Evidence extractors use regex patterns to identify scam-related data in conversation text: UPI IDs, bank accounts, phone numbers, and more. This tutorial walks through adding a new extractor type end-to-end.

Extractor Architecture

functions/extractors/
  regex_patterns.py    # All regex-based extractors + extract_all_evidence()
  keywords.py          # Keyword category detection

Evidence flows through the system as follows:

Scammer message text
  → extract_all_evidence(text)      # Returns dict with snake_case keys
  → transform_to_guvi_format(dict)  # Converts to camelCase for GUVI API
  → ExtractedIntelligence(**dict)    # Pydantic model
  → Stored in Firestore + sent in response/callback

Step 1: Add the Regex Pattern

Open functions/extractors/regex_patterns.py and add your pattern. Follow the existing section structure.

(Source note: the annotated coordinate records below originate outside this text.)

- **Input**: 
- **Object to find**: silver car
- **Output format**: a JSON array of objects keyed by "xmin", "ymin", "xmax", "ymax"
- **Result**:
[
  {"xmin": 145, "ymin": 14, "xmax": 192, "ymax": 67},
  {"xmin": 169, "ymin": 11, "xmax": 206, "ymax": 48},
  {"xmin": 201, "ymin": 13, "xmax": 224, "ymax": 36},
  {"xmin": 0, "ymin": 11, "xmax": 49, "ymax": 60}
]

Example: Adding GSTIN (GST Identification Number) Extraction

GSTIN format: 2-digit state code + 10-char PAN + 1 entity number + Z + 1 check digit. Example: 27AADCB2230M1ZR

# ============== GSTIN EXTRACTION ==============

# GSTIN: 2-digit state code (01-37) + PAN (10 chars) + entity number + Z + check digit
GSTIN_PATTERN = re.compile(
    r'\b(\d{2}[A-Z]{5}\d{4}[A-Z]\d[A-Z][A-Z0-9])\b'
)

# Valid state codes (01-37, covering all Indian states/UTs)
_VALID_STATE_CODES = {str(i).zfill(2) for i in range(1, 38)}


def extract_gstin(text: str) -> List[str]:
    """Extract GST Identification Numbers from text.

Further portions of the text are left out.